An Ego Bigger Than A Planet

After reading the last post “I Move The Sun With My Eyes” I’m sure you’re thinking “he’s nuts”; and you’d be right.

Psychosis brings an inability to tell the difference between fantasy and reality. Mania brings a tendency to inflate the ego in a fist-banging kind of way. Put the 2 together and you can suspend disbelief long enough to think you can move the Sun; for real.

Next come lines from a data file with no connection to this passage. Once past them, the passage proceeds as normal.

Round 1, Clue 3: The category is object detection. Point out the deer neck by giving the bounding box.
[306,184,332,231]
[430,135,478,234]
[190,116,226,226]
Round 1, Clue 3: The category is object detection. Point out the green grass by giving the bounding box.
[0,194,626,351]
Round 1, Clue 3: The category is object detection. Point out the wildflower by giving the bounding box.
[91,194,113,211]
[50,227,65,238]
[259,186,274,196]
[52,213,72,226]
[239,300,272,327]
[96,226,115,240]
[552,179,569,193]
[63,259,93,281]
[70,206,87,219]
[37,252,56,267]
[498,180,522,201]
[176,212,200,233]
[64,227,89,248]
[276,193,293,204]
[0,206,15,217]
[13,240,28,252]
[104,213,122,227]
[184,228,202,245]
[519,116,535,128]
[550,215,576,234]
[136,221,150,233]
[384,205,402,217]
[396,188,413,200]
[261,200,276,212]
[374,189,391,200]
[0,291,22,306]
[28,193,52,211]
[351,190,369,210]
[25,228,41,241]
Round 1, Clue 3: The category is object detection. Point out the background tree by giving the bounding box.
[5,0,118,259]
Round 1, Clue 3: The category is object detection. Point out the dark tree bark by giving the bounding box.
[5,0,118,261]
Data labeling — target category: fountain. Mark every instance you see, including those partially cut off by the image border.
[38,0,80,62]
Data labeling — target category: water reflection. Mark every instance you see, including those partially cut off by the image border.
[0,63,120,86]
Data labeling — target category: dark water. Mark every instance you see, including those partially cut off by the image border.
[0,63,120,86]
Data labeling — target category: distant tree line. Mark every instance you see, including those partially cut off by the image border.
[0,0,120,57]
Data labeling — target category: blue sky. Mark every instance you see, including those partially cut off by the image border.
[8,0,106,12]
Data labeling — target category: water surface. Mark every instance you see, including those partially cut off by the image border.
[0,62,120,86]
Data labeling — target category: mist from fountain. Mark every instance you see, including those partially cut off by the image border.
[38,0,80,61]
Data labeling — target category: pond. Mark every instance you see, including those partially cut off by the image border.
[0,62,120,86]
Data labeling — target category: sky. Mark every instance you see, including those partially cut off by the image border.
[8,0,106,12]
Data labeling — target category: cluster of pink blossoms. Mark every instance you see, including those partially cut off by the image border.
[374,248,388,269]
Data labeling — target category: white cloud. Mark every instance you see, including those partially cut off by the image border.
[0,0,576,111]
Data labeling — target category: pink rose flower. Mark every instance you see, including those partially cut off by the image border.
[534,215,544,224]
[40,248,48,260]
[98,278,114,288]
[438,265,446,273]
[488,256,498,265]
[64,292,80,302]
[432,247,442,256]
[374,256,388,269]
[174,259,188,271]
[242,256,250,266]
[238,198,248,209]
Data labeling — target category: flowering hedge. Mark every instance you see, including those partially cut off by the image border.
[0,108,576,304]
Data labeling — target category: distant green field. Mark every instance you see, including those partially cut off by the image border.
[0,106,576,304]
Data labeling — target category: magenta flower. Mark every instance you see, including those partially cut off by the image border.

5 thoughts on “An Ego Bigger Than A Planet

  1. I’m happy to find your blog. I’m 24 — diagnosed this year, but only after a 4 month mania and 2 week psychosis. I got help after running my car into a tree at 50mph. Veered off the road, thinking I was being pulled to where the meeting would be held (you know — the important meeting — the “save the world” meeting). I came to wrapped around a tree, thinking the rest of life would be dying, over and over. This was a car accident death, and all the witnesses/first responders were my relatives. I kept calling out things like, “It’s okay! This one isn’t bad!” or “Last week was worse!” because I was hallucinating the horrendous ways I’d died. I could see my dead body on the pavement from my car, having gone through the windshield in a car accident parallel to this one. Anyway, my bad for the long comment: It’s easy to start typing once I start recalling. It’s all 100% real at the time, isn’t it? Talk about a trip. Thank you for sharing your ride. I’m enjoying it.

    Liked by 1 person

    1. Hi Anna, Thank you for sharing your road trip. That sounds very dramatic! I’m 48 diagnosed 5 years ago after a mania and several episodes of psychosis later in hospital. Yes it all seems so real! Part of me wants to object but that part is kept in the background seemingly. You’re my first comment so thanks very much. Mark x

      Liked by 1 person

  2. Your first comment! I’m honored. I’ve been on WordPress for a little under a week. I’m sucked into it, big time. Neat to read thoughts I wouldn’t have access to otherwise.